The Supreme Court ruling is supreme baloney.

This was the same high court that ruled effectively in favor of martial law and the 1973 Constitution passed by the rubber-stamp Constitutional Convention. There had been hopes in the runup to its ruling that the high court would at least have a relatively longer memory especially since its independence was restored after the 1986 Edsa People Power Revolt and 1987 Constitution. But the hopes were in vain.

The Libingan was established in 1947 when the Philippines had not yet fully recovered from the destructive war.
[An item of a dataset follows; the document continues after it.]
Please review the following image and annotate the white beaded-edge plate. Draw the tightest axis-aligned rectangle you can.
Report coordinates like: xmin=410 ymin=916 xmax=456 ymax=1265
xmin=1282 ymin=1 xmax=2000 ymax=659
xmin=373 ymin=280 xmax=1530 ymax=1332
President Elpidio Quirino signed Republic Act 289 on June 16, 1948 to initiate the construction of a “national pantheon” for the patriots of the country. The memorial was “to perpetuate the memory of all the Presidents of the Philippines, national heroes and patriots for the inspiration and emulation of this generation and of generations still unborn.”

Now it should be asked: Ousted in 1986 by a popular revolt against his murderous dictatorship and merciless plunder, could Marcos qualify to be numbered among former presidents like his fellow Ilocano Quirino and among patriots and heroes buried at the national memorial? Considering his bloody record, could he serve as an inspiration worthy of emulation by young Filipinos now and in the future?

The Supreme Court said there’s no law to bar the burial and in any case, the Marcos legacy should be better left to the judgment of history: “There are certain things that are better left for history—not this Court—to adjudge,” the high court says in its conclusion. “In the meantime, the country must move on and let this issue rest.” But the Supreme Court itself has already prejudged history and voted in favor of the Marcos legacy. It has effectively passed the law bestowing state honors to a despised deposed dictator.

The Supreme Court has shown its true colors. The Supreme Court embodies the people’s supreme amnesia, the people’s utter inability to look beyond clannishness and narrow personal interests for the sake of the larger nation.

The Supreme Court is a cabal of small minds: how else could one interpret that the majority of its members voted in favor of the burial citing there was no law or legal impediment to it. The same Constitution that restored the independence of the judiciary is also the same law that declares as a state principle the abolition of political dynasties but which has not been realized because Congress, the beneficiary like the Supreme Court of the democratic restoration of Edsa, does not want to pass an enabling legislation.

But the Supreme Court may be right in one implication of the nation’s failure to pass laws abolishing dynasties and prohibiting Marcos’ burial in the Libingan ng mga Bayani for its patriots and former presidents. The implication is that the nation cannot summon up the political will and the collective conviction to banish the dark past of the dictatorship. Last May, the dictator’s son nearly won the vice-presidency. The Marcos dynasty has remained firmly entrenched despite—and since—the 1986 revolution.

And Filipinos, exalted for their alleged resilience amid adversity, have earned again acclaim for the vivacity of their amnesia—their historical memory may be short but it is at least long, tenacious, and obdurate in its vacuousness and laxity. Their parochialism and inability to look beyond their narrow interests, their sheer vapidity in sensibility, all of this, is likewise resilient. And now the Filipino people should thank the Supreme Court for supremely embodying their own supreme inanity.